A Nov. 27 article in The New York Times points out that the bombers had "strong connections to Turkish Hezbollah," but fails to mention the connection of that group to the Turkish government.
Yes, it's widely known that Turkish Hezbollah is an arm of the Turkish Deep State. And you should bear that in mind that when you read that "authorities" say Turkish Hezbollah is issuing terror threats.
Deep State is getting ready to strike again.
3 comments:
Only reasonable Kurdish Islamists I've seen are the KIU. Why would Kurds be called "Turkish Hezbollah"? And weren't these the same guys that were fighting other Kurds in the late 90s? Kill them all for all I'm concerned.
You didnt read this article: http://www.thenewanatolian.com/opinion-18265.html?

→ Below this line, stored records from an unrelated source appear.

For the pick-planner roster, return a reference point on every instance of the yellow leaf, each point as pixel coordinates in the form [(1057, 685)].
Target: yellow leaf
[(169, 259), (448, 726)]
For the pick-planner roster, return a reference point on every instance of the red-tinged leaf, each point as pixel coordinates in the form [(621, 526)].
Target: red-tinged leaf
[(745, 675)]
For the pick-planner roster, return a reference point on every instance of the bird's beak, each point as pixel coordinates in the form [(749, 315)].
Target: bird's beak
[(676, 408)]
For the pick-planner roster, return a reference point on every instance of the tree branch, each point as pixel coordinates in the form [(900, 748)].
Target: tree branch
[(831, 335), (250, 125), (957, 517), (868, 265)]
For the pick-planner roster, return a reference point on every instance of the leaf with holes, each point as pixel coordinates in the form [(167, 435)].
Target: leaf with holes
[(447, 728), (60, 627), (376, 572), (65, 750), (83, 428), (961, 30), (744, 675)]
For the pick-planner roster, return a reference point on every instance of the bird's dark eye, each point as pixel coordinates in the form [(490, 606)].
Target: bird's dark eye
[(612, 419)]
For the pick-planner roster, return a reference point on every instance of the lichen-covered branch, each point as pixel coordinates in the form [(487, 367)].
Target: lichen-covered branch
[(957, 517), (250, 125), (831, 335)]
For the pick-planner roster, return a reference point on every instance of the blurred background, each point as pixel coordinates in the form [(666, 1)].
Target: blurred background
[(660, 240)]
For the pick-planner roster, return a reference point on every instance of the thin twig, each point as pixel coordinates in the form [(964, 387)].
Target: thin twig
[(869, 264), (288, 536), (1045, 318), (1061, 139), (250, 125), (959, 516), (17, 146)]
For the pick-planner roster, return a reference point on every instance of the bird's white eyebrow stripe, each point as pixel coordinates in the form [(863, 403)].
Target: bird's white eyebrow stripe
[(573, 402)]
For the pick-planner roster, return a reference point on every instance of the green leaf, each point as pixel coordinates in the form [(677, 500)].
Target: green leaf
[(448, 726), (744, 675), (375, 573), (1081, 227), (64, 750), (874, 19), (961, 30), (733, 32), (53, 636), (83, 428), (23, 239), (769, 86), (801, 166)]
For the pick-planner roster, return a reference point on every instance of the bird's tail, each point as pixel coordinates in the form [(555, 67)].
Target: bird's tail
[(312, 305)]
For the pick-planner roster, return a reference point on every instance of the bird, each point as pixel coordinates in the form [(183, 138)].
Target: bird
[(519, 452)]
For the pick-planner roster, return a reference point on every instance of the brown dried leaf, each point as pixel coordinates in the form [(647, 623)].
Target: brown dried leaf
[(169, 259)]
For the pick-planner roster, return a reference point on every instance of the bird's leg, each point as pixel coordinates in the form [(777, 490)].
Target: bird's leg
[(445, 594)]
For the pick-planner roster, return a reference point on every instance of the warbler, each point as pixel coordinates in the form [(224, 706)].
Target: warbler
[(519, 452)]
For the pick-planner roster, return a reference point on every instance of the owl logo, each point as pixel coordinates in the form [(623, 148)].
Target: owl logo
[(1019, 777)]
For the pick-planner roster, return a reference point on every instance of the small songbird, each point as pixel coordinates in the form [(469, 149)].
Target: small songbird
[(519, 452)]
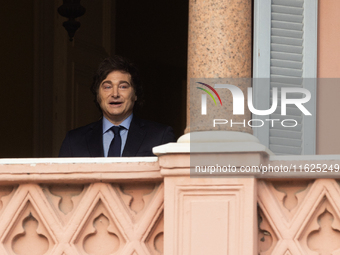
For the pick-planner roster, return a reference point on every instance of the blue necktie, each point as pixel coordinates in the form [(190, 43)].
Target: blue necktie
[(116, 144)]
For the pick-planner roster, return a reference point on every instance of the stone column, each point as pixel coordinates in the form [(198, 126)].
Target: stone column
[(220, 46)]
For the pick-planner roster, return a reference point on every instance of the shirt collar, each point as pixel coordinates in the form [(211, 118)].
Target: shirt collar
[(107, 124)]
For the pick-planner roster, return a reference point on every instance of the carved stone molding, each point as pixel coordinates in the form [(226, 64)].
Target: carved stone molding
[(310, 224), (68, 219)]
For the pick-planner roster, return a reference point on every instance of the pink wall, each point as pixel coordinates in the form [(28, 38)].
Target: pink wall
[(328, 108)]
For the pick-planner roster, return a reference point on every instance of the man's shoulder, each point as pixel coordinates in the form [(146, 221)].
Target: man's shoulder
[(143, 123)]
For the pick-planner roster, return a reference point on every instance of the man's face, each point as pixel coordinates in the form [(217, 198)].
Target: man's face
[(116, 96)]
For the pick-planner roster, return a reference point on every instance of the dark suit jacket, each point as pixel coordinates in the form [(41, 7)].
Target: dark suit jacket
[(143, 135)]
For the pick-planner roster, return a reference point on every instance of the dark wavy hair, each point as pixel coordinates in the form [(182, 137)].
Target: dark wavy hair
[(117, 63)]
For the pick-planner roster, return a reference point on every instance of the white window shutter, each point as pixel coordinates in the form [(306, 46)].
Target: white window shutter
[(285, 50)]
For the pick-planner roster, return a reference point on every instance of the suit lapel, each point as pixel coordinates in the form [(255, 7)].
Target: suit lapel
[(135, 138), (95, 139)]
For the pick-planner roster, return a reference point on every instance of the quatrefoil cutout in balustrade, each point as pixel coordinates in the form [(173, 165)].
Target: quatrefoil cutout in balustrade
[(99, 234), (28, 234), (267, 238), (155, 239), (290, 195), (322, 233), (6, 193), (136, 197), (64, 198)]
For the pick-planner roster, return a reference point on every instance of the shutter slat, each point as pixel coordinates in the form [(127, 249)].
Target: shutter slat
[(287, 9), (281, 85), (286, 48), (285, 63), (286, 150), (286, 41), (287, 25), (287, 17), (286, 33), (286, 142), (286, 80), (290, 3), (285, 134), (289, 111), (286, 71)]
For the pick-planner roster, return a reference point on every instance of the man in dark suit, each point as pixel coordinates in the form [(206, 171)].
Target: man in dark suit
[(116, 87)]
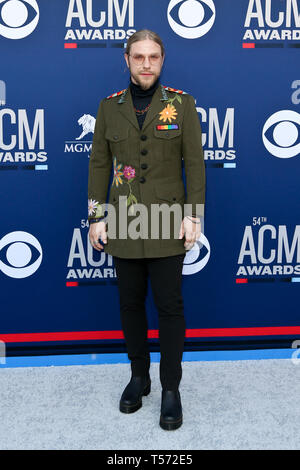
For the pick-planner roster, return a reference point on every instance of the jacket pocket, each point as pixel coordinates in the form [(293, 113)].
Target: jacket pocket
[(170, 192), (118, 142), (167, 134)]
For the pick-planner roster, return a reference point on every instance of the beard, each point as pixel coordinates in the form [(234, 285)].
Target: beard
[(144, 82)]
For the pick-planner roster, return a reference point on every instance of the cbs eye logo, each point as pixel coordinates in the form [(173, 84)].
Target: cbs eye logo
[(195, 17), (18, 18), (190, 263), (283, 129), (23, 254)]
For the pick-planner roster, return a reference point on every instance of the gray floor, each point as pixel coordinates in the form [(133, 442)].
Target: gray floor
[(226, 405)]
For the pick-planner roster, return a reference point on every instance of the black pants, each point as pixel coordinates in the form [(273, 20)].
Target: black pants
[(165, 278)]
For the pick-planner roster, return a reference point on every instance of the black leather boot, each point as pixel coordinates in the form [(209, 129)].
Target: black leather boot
[(171, 410), (131, 399)]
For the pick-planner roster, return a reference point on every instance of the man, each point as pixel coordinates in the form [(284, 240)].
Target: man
[(145, 132)]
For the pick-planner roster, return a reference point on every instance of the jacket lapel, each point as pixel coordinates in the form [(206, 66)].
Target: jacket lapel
[(126, 109), (125, 104), (155, 107)]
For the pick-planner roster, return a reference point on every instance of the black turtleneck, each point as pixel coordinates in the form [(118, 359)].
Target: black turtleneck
[(141, 98)]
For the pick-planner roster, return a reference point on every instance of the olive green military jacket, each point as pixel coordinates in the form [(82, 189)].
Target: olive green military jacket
[(147, 169)]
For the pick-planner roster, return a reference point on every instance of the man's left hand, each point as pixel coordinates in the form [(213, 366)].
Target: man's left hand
[(191, 230)]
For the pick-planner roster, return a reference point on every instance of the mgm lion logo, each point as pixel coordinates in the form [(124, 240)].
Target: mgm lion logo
[(88, 125)]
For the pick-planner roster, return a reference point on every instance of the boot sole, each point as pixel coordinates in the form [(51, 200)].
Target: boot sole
[(135, 406), (170, 426)]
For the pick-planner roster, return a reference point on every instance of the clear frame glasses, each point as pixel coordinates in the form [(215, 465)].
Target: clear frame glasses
[(139, 59)]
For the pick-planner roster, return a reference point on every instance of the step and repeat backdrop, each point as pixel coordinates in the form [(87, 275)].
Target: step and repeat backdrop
[(240, 61)]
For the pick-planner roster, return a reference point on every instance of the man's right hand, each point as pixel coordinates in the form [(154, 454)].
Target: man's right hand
[(97, 230)]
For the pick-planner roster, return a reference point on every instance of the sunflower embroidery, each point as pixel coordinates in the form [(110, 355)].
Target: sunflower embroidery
[(94, 206), (168, 113), (117, 173)]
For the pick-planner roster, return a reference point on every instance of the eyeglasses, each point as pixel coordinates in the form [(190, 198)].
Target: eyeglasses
[(139, 59)]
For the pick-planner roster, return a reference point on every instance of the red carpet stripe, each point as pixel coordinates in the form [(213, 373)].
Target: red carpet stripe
[(118, 334)]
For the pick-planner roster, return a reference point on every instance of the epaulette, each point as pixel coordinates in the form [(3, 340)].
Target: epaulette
[(168, 88), (116, 94)]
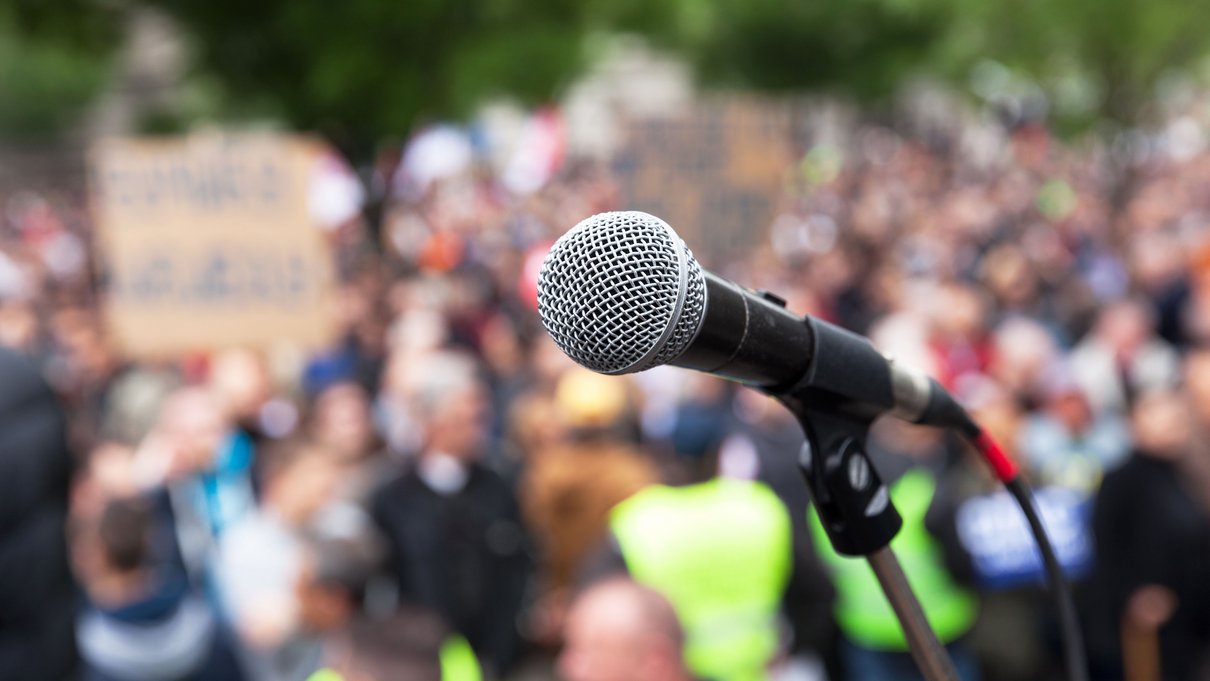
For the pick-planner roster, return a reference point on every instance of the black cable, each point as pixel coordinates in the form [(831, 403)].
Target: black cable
[(1069, 622)]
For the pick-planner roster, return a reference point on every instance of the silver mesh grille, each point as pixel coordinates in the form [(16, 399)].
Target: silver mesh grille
[(621, 293)]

Kurds are called "Turkish Hezbollah" because the growth of this organization was encouraged by the Ankara regime. Because the founding of the organization is shadowy, it's very possible that it was actually founded by the Ankara regime. Of course they were fighting other Kurds in the 1990s, specifically PKK. However, most of those murdered by them, like those whose bodies were dug up around Turkish Hezbollah houses, were non-PKK Kurds.
I did read that article a while ago, Vladimir. Onder Aytac and Emre Uslu--Tabloid journalism at its best.